Under federal law, it is a crime for a drug company not to submit “a description and analysis of each controlled clinical study pertinent to a proposed use of the drug.” Similarly, it is a crime to fail to submit “a description and analysis of any other data or information relevant to an evaluation of the safety and effectiveness of the drug product obtained or otherwise received by the applicant from any source, foreign or domestic, including information derived from clinical investigations.”

“I had a feeling about it,” recalls Kline. “And as I heard him talk about it, I just decided to go ahead.”

• Re-Direct, Re-Cross of Ivo Caers
  Feb. 11, 2015 (p. 112, 114-116)

Actually, Kline is giving himself too much credit. It was Sullivan who cleared the way for Kline to ask the question, at no risk—because she asked it first, indirectly, during her late-afternoon re-direct examination of Caers after Kline’s initial cross-examination was over.

Sullivan: Dr. Caers, can you tell our jury why Table 21 wasn’t given to the FDA?

Caers: Well, because obviously, this is not an analysis that was intended for the FDA because this is an explorative analysis.

Caers then said that the FDA could have found the relevant data that comprised the table among the thousands of pages of data the company had given the agency to review. Of course, the reviewers would have had to have found it, organized it and decided to make their own table from it, which is why the law requires that tables analyzing data that are prepared by the drug company must be submitted.

“[T]he FDA had all those data available in the submission and even in the database and could do similar analysis,” he said.

It was only after Sullivan had that exchange that Kline shot up from his chair for a brief re-cross examination:

According to an experienced lawyer who was in the courtroom but was not allied with either side, “That moment seemed like a big surprise to the jury—that after all he had said about all the studies Janssen had turned over to the FDA, that he had never turned that one over. … There was a pregnant pause after that.”

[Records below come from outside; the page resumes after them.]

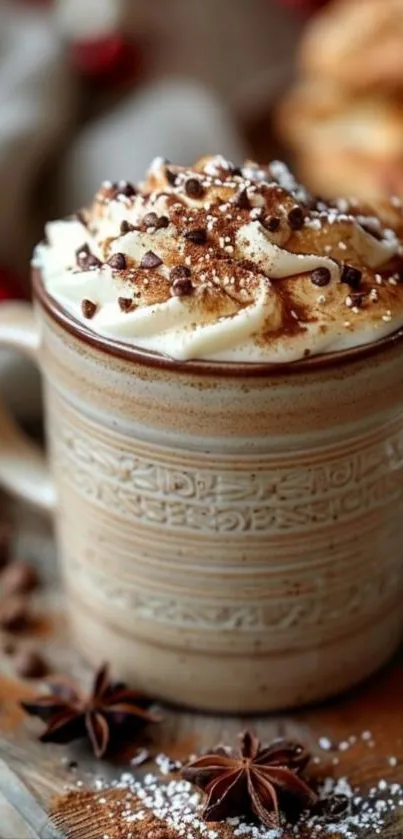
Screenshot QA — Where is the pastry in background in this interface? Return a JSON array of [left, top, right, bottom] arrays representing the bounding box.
[[277, 0, 403, 200]]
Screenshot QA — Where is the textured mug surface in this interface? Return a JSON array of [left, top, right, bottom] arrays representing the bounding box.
[[32, 274, 403, 712]]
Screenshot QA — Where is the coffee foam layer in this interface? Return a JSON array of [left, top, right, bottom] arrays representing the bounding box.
[[34, 156, 403, 363]]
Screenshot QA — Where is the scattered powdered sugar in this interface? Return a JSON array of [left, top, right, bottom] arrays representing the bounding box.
[[70, 768, 403, 839]]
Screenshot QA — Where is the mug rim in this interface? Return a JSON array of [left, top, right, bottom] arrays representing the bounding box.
[[32, 266, 403, 378]]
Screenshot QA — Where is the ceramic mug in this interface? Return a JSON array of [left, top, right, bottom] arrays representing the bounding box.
[[0, 274, 403, 712]]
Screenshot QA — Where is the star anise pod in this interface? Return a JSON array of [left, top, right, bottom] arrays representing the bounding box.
[[21, 665, 160, 758], [182, 732, 317, 827]]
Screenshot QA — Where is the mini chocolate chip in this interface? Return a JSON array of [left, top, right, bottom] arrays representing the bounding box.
[[171, 277, 193, 297], [348, 291, 365, 309], [14, 650, 48, 679], [311, 267, 331, 287], [165, 166, 177, 186], [140, 251, 162, 268], [185, 227, 207, 245], [143, 213, 158, 227], [118, 297, 134, 312], [76, 242, 91, 262], [288, 207, 305, 230], [0, 561, 38, 597], [76, 243, 102, 271], [234, 187, 250, 210], [169, 265, 192, 282], [116, 181, 137, 198], [120, 219, 137, 236], [108, 253, 127, 271], [157, 216, 169, 230], [81, 300, 97, 320], [185, 178, 205, 198], [87, 253, 102, 268], [341, 265, 362, 289], [261, 216, 281, 233]]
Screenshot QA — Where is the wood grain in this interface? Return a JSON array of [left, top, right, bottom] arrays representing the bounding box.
[[0, 508, 403, 839]]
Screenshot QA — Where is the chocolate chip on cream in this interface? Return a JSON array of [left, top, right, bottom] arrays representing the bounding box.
[[35, 155, 403, 363]]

The jury forewoman agrees. “I thought that was really important, when he said he had thrown out that study. … What this was really about, was that you can’t keep testing over and over again and then use the results you like and throw out the rest.”

When witnesses finish testifying, the lawyers’ closing arguments in a complicated case like this are especially important. Can they skillfully spin everything that the jurors have heard into a coherent story? Can they deploy the right metaphors or images to get the jurors to remember the points that help them the most? Can their tone get the jurors to trust them?